Step 1Identify the factors in the function.
$$ f(x) = \blue{x^4}\red{\tan 3x} $$
Step 2Differentiate using the product rule .
$$ \begin{align*}% f'(x) & = \blue{4x^3}\tanh 3x + x^4\cdot \red{3\operatorname{sech}^2 3x}\\ & = 4x^3\tanh 3x + 3x^4\sech^2 3x \end{align*} $$
Step 3Simplify by factoring.
$$ \begin{align*} f'(x) & = 4\blue{x^3}\tanh 3x + 3\blue{x^4}\sech^2 3x\\ & = \blue{x^3}\left(4\tanh 3x + 3x\sech^2 3x\right) \end{align*} $$
Answer$$\displaystyle f'(x) = x^3\left(4\tanh 3x + 3x\sech^2 3x\right)$$.
Example 3
Find $$\displaystyle \frac d {dx}\left(\frac{\sinh 8x}{1 + \sech 8x}\right)$$.

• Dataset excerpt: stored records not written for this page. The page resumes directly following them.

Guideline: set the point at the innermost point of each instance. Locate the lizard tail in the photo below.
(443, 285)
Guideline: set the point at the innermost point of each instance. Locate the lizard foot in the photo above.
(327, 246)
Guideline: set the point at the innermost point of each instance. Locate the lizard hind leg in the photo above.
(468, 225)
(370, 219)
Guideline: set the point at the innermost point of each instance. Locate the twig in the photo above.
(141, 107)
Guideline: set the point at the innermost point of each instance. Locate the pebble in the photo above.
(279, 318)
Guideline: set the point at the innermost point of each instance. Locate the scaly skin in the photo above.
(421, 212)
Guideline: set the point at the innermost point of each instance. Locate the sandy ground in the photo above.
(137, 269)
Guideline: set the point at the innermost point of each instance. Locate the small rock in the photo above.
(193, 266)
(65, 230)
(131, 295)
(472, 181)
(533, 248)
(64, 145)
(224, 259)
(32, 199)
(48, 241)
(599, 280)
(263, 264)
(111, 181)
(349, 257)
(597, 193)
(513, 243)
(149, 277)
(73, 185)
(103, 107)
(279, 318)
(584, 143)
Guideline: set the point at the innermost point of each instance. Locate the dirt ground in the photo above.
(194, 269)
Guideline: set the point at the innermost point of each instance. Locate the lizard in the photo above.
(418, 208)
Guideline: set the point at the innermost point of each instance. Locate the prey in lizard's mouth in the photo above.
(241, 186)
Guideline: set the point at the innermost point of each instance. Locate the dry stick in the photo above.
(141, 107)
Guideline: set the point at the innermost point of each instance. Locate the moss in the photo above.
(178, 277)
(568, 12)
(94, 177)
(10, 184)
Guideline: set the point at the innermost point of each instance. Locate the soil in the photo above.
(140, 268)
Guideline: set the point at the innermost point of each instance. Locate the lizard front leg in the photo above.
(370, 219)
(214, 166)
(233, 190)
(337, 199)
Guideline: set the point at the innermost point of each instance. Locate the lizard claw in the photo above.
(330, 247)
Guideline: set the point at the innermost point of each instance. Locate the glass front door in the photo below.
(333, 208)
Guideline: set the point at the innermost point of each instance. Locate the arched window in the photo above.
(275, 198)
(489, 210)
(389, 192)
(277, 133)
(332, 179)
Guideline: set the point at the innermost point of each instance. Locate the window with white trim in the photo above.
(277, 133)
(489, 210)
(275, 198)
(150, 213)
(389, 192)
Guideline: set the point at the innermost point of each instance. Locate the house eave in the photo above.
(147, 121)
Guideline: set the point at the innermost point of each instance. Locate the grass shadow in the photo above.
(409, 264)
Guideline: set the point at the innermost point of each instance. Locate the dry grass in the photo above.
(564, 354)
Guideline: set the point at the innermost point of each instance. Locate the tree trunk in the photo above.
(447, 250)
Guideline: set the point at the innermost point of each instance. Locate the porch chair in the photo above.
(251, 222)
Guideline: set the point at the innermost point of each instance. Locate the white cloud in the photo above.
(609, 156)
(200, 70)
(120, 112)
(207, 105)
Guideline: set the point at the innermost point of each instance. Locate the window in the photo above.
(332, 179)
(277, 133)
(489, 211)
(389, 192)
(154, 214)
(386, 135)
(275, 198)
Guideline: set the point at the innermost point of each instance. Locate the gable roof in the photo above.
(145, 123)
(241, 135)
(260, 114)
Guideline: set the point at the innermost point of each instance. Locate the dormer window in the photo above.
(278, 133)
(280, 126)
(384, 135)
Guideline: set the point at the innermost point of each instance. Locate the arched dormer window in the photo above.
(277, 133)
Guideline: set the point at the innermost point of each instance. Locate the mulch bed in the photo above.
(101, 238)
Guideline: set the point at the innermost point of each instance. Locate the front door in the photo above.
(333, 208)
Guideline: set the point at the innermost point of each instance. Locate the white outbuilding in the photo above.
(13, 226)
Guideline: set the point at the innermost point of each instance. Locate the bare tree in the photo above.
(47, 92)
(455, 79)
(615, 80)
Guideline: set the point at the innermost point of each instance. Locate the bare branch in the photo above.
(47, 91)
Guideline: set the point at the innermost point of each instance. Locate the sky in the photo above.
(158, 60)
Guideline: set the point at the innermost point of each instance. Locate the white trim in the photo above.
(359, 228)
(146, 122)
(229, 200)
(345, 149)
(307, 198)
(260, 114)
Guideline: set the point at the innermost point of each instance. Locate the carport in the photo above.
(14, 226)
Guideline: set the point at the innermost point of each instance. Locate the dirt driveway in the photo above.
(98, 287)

Step 1Differentiate using the quotient rule. The parts in $$\blue{blue}$$ are related to the numerator.
$$ \begin{align*} \frac d {dx}\left(\frac{\sinh 8x}{1 + \sech 8x}\right) & = \frac{(1 + \sech 8x)\cdot\blue{8\cosh 8x} - \blue{\sinh 8x}\cdot (-8)\sech 8x\tanh 8x}{(1 + \sech 8x)^2} \end{align*} $$
Step 2Simplify the numerator.
$$ \begin{align*} \frac d {dx}\left(\frac{\sinh 8x}{1 + \sech 8x}\right) & = \frac{(1 + \sech 8x)\cdot \blue 8\cosh 8x - \sinh 8x\cdot \blue{(-8)}\sech 8x\tanh 8x}{(1 + \sech 8x)^2}\\[6pt] & = \frac{\blue 8(1 + \red{\sech 8x})\cdot \cosh 8x + \blue 8 \sinh 8x\cdot \red{\sech 8x}\tanh 8x}{(1 + \sech 8x)^2}\\[6pt] & = \frac{\blue 8\left(1 + \red{ \frac 1 {\cosh 8x}}\right)\cdot \cosh 8x + \blue 8\sinh 8x\cdot\red{\frac 1 {\cosh 8x}}\,\tanh 8x}{(1 + \sech 8x)^2}\\[6pt] & = \frac{\blue 8\left(\cosh 8x + 1\right) + \blue 8\cdot\frac{\sinh 8x}{\cosh 8x}\cdot\tanh 8x}{(1 + \sech 8x)^2}\\[6pt] & = \frac{\blue 8\left(\cosh 8x + 1\right) + \blue 8\cdot\tanh 8x\cdot\tanh 8x}{(1 + \sech 8x)^2}\\[6pt] & = \frac{\blue 8\left(\cosh 8x + 1 + \tanh^2 8x\right)}{(1 + \sech 8x)^2} \end{align*} $$
Answer$$\displaystyle \frac d {dx}\left(\frac{\sinh 8x}{1 + \sech 8x}\right) = \frac{8\left(\tanh^2 8x + \cosh 8x + 1\right)}{(1 + \sech 8x)^2}$$
Example 4
Suppose $$f(x) = \coth^5 11x$$. Find $$f'(x)$$.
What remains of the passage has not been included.